La situation est d'autant plus complexe que les élections présidentielles américaines approchent. Les médiateurs américains, qui jouent un rôle clé dans ces pourparlers, pourraient voir leur attention détournée par d'autres priorités diplomatiques. Selon un expert en géopolitique, "les États-Unis ne veulent pas risquer un échec retentissant avant les élections, ce qui les rend plus prudents dans leurs efforts de médiation."

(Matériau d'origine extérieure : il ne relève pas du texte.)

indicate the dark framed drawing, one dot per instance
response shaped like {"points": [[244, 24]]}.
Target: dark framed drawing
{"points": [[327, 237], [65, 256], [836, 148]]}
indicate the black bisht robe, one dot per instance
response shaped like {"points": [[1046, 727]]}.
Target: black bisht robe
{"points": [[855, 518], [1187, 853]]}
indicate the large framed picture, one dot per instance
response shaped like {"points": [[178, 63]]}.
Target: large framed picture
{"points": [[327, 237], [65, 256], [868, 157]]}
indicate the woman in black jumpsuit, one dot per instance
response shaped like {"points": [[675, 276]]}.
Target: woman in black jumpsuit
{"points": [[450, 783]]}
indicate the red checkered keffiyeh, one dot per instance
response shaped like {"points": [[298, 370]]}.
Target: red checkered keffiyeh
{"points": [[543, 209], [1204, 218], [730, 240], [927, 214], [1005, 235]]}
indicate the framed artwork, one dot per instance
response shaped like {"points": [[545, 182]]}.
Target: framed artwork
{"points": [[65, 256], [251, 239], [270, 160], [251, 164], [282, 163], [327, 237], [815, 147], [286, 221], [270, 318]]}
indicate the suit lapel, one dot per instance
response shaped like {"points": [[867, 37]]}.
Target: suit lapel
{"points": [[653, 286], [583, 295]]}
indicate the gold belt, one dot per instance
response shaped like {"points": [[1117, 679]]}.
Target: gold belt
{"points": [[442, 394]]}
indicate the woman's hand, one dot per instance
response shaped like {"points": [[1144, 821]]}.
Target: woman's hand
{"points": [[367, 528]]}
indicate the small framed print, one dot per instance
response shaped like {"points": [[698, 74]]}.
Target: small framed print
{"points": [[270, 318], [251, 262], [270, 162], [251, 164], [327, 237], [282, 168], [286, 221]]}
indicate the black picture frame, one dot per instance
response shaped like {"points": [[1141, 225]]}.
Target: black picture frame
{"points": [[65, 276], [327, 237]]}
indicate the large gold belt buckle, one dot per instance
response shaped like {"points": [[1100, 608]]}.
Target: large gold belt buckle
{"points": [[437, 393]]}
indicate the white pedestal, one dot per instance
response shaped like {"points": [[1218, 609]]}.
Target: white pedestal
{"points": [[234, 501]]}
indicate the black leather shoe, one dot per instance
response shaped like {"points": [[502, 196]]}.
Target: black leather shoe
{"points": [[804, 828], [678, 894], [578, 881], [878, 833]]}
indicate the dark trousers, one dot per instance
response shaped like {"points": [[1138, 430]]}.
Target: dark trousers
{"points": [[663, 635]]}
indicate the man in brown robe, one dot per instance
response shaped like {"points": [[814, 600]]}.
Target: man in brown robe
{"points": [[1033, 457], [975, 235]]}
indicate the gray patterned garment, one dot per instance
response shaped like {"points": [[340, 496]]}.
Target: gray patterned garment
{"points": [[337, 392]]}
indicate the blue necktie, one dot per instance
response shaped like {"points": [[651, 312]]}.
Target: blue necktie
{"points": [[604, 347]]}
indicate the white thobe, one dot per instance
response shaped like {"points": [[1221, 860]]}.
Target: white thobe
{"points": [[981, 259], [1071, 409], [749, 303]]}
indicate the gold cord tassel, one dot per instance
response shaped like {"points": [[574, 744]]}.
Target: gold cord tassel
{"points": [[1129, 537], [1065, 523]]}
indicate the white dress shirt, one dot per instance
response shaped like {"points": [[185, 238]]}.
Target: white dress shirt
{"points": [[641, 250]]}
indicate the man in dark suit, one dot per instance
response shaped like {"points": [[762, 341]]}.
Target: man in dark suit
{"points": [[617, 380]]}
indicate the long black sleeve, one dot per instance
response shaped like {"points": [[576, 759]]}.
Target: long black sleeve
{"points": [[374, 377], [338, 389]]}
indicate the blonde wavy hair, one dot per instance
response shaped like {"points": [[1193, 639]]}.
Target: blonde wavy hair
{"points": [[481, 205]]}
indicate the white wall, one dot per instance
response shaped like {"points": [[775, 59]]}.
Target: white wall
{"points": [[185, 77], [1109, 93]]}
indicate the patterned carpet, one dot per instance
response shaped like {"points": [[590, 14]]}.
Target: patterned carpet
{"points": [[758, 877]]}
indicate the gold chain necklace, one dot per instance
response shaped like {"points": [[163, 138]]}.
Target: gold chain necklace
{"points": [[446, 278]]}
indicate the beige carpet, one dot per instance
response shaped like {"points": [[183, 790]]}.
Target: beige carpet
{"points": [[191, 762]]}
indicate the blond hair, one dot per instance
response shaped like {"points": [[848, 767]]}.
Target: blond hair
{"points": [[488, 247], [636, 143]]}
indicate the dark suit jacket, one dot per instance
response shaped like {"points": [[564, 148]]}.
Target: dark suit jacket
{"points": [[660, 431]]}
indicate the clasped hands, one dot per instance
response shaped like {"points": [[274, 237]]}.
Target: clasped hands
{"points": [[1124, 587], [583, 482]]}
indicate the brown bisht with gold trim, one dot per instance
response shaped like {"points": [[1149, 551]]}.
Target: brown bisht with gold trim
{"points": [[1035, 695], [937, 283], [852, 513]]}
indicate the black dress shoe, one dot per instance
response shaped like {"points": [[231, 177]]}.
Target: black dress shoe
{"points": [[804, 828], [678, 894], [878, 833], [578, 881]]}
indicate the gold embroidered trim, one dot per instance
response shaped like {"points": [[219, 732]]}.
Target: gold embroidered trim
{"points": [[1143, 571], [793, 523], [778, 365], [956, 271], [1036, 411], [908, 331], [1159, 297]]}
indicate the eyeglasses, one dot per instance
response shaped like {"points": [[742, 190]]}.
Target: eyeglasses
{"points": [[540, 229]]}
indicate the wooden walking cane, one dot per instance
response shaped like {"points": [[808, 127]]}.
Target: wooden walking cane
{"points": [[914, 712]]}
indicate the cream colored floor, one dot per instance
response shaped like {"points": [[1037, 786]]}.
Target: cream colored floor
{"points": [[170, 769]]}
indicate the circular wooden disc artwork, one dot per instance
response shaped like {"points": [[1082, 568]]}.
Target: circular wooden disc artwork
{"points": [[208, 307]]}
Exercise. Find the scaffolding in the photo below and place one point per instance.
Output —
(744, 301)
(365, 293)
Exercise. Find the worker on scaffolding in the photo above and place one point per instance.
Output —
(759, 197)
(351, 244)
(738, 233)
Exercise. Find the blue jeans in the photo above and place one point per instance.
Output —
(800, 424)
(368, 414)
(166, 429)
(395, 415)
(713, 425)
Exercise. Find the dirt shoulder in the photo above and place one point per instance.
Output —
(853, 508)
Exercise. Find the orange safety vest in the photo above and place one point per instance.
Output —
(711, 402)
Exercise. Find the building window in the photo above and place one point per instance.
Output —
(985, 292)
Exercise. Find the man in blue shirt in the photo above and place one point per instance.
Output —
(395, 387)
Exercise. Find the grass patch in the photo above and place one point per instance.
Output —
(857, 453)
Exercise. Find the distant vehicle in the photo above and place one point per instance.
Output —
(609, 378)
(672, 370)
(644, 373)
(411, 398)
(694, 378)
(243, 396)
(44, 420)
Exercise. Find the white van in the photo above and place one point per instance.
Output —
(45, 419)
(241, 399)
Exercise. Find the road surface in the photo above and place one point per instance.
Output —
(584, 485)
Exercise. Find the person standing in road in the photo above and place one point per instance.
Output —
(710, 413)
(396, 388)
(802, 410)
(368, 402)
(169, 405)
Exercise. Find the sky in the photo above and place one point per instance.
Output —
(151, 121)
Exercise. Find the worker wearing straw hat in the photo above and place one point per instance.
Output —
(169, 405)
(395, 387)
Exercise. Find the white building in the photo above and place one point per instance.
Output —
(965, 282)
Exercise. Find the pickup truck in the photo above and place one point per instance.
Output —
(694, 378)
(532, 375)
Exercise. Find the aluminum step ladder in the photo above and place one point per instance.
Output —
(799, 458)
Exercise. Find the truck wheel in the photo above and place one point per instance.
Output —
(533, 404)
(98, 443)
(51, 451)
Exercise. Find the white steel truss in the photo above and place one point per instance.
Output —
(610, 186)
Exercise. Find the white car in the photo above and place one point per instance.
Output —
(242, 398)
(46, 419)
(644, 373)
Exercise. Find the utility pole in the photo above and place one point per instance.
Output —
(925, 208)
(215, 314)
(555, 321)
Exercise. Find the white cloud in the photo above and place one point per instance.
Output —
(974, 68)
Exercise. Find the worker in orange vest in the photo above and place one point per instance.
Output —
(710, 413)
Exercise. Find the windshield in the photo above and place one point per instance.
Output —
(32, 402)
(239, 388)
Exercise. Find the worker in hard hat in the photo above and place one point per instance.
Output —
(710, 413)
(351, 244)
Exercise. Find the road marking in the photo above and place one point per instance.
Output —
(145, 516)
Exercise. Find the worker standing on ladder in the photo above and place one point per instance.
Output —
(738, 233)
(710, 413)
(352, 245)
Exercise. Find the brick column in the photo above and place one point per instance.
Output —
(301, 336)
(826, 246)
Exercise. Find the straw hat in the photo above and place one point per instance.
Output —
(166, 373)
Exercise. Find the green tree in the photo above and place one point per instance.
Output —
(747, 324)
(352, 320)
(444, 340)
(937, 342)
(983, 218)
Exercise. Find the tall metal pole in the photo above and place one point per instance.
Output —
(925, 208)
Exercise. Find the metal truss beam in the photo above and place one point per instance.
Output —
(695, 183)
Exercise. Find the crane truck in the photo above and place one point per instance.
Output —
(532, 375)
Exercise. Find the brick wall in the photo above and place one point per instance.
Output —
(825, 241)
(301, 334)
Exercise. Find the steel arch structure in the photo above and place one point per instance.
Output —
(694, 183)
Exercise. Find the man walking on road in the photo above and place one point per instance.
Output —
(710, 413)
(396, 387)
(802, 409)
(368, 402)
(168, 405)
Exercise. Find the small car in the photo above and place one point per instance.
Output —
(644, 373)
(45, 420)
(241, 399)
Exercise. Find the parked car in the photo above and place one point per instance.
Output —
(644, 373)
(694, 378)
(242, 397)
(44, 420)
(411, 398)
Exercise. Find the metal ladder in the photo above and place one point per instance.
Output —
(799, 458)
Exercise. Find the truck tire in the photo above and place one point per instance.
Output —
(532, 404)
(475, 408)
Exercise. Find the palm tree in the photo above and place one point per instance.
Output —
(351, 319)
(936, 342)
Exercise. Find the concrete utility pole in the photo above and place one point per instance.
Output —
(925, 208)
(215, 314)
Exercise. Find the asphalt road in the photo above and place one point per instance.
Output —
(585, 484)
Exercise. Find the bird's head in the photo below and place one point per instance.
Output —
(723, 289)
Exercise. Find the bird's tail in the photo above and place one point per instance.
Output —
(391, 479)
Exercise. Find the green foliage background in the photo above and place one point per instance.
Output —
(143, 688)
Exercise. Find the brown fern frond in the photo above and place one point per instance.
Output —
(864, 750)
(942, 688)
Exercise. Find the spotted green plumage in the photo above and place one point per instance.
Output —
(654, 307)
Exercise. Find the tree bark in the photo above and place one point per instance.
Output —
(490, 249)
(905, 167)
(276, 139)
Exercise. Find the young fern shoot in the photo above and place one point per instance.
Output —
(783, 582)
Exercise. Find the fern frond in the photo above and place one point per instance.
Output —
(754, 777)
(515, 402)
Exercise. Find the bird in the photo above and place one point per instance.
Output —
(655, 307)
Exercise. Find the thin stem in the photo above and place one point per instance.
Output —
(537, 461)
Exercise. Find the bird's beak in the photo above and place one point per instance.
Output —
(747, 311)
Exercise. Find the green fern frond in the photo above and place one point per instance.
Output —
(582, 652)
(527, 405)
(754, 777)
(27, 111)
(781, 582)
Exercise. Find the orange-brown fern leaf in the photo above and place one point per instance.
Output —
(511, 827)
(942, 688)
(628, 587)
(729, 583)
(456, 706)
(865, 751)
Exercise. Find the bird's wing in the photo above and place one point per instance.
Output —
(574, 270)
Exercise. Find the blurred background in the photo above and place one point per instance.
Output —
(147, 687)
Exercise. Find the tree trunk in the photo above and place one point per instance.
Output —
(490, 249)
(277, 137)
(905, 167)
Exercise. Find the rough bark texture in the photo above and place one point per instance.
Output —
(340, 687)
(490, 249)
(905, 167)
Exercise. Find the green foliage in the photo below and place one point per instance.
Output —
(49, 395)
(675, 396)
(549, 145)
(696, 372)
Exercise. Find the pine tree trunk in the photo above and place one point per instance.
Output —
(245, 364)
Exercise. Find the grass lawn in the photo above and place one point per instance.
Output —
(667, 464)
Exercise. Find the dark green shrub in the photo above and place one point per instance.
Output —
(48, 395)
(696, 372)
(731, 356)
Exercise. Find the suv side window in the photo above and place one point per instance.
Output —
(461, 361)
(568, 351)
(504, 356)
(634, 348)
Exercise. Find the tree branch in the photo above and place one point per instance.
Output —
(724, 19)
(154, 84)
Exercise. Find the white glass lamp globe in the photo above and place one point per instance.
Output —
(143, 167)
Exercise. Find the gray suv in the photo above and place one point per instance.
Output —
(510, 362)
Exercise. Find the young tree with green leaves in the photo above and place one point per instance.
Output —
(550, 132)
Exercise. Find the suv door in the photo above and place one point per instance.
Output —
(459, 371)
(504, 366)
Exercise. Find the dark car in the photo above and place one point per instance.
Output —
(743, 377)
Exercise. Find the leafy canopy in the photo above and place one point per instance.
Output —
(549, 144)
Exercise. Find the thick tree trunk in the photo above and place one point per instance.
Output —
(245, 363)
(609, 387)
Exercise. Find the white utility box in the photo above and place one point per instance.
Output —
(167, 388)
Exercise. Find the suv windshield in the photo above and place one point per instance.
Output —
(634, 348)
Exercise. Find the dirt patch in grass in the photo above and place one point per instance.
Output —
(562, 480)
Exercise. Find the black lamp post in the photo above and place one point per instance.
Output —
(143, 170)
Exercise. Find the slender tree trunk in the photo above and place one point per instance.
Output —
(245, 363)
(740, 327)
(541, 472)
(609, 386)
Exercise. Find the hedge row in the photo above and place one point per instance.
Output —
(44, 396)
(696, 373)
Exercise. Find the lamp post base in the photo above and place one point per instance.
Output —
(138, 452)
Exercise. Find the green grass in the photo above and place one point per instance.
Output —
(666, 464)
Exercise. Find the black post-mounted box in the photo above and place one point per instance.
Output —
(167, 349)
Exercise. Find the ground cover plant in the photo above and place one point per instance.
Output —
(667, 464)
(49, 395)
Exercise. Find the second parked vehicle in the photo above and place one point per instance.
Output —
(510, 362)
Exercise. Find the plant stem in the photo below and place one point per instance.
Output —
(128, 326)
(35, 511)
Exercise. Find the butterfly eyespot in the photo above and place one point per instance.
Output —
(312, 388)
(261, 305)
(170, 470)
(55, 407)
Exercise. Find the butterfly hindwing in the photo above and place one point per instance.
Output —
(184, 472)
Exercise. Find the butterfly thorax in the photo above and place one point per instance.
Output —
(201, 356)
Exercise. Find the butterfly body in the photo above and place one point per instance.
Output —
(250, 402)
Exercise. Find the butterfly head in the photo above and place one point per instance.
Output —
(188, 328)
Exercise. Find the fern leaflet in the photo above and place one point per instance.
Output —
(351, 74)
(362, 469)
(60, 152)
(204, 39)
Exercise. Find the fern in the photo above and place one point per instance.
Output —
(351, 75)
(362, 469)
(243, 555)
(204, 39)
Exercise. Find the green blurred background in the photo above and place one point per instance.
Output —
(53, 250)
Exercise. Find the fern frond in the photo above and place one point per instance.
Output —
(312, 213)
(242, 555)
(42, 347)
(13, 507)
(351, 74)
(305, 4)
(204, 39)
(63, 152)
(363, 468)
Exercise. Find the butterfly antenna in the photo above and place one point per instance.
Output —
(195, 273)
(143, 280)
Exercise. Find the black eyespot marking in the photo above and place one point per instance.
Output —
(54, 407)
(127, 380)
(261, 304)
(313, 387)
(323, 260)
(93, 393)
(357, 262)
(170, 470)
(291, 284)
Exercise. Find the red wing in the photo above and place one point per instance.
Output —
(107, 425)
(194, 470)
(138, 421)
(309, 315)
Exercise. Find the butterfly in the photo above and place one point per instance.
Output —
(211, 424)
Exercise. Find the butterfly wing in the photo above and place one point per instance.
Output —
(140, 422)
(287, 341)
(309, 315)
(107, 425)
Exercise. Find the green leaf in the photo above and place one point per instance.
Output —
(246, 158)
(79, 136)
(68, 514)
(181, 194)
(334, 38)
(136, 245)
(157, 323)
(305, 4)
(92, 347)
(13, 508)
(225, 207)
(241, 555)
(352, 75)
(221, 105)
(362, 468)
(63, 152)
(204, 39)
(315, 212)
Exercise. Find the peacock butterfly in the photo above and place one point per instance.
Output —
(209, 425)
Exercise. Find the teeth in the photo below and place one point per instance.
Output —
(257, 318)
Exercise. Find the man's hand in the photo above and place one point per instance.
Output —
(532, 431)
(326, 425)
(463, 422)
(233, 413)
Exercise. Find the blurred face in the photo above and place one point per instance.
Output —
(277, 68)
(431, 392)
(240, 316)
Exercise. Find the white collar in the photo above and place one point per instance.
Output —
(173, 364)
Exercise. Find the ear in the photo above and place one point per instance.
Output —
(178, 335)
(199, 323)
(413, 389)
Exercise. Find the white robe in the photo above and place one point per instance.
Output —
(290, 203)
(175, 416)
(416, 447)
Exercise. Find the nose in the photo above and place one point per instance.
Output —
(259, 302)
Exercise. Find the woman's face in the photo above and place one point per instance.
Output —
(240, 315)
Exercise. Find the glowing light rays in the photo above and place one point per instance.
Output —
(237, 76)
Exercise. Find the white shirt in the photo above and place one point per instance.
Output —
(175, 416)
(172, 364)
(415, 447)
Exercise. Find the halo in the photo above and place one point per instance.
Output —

De plus, les tensions régionales, notamment entre Israël et l'Iran, ajoutent une couche de complexité. Le Hezbollah, allié de Téhéran, a menacé à plusieurs reprises de recourir à la force si Israël commençait à exploiter les ressources contestées. Cette menace pèse sur les négociations et renforce la méfiance entre les deux camps.

Des enjeux économiques majeurs pour le Liban

Pour le Liban, qui traverse une crise économique sans précédent, l'exploitation de ses ressources gazières représente un espoir de redressement. Le pays est plongé dans une crise financière depuis 2019, avec une monnaie qui s'est effondrée de plus de 90 % et un taux de pauvreté dépassant 80 %. Un accord sur la frontière maritime permettrait au Liban de lancer des forages d'exploration, attirant potentiellement des investissements étrangers et générant des revenus indispensables.

Cependant, les blocages politiques internes au Liban, notamment la vacance du pouvoir et les divisions entre partis, compliquent encore la donne. Le gouvernement libanais, affaibli, n'a pas la capacité de faire des compromis majeurs sans risquer une crise politique interne.

Les perspectives d'avenir

Les observateurs estiment qu'une reprise des négociations pourrait avoir lieu après les élections américaines de novembre, mais rien n'est certain. Les deux parties ont montré leur volonté de dialoguer, mais les positions maximalistes de part et d'autre rendent tout compromis difficile. En attendant, la zone contestée reste une poudrière potentielle, avec des risques de confrontation militaire.

Le secrétaire général de l'ONU, António Guterres, a appelé à plusieurs reprises à la retenue et à la poursuite du dialogue. Dans un communiqué récent, il a souligné que "la stabilité régionale dépend de la résolution pacifique de ces différends". Mais ces appels n'ont pas encore suffi à débloquer la situation.